The proposed parcels are located in Eddy, Lea, and Chaves counties in New Mexico; Greeley County, Kansas; and Coal and Major counties in Oklahoma.
The lease sale is scheduled to occur online at www.energynet.com Sept. 5, 2019. Publication of this sale notice starts a 10-day protest period that runs July 8-17, 2019.
Leasing is the first step in the process to develop federal oil and gas resources. Before development operations can begin, an operator must submit an application for permit to drill (APD) detailing development plans. The BLM reviews APDs, posts them for public review, and coordinates with state partners and stakeholders.
Revenues from onshore oil and gas production on federal lands directly fund the U.S. Treasury and state budgets, and support public education, infrastructure improvements, and other state-determined priorities. Forty-eight percent of lease sale revenue goes to the state while the rest goes to the U.S. Treasury. The state also receives half of the revenue from royalties if oil and gas are developed on the lease.
The BLM is a key contributor to the Trump Administration’s America-First Energy Plan, an all-of-the-above strategy that includes oil and gas, coal, strategic minerals, and renewable sources such as wind, geothermal, and solar – all of which can be produced on public lands.

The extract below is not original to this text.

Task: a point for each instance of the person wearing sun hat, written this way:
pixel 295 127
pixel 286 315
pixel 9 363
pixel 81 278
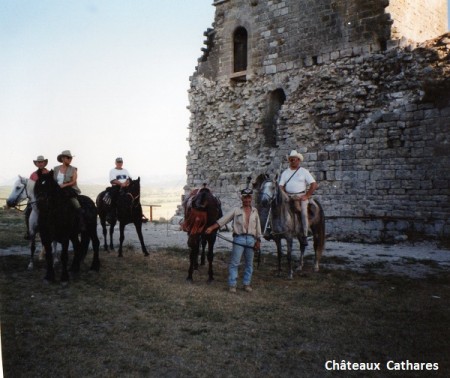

By statute, the BLM is required to offer quarterly oil and gas leases sales of available Federal lands. BLM state offices conduct lease sales quarterly when parcels are available for lease. These lease sales represent parcels that cleared environmental review and public comment. The BLM issues both competitive and non-competitive leases for a 10-year period. The leases are a contract to explore and develop any potential oil and gas. The leases may earn an extension if the lessee establishes production, otherwise they pay annual rentals.
Please note that the most useful public comments are substantive and identify issues relevant to the proposed action. These may question, with reasonable basis, the accuracy of information, methodology, or assumptions, and present reasonable alternatives other than those analyzed. Comments that contain only opinions or preferences, or comments that are essentially identical to other comments, will not be specifically addressed in the environmental review process.
Before including an address, phone number, email address, or other personal identifying information in any comments, be aware that the entire comment — including personal identifying information — may be made publicly available at any time. Requests to withhold personal identifying information from public review can be submitted, but the BLM cannot guarantee that it will be able to do so.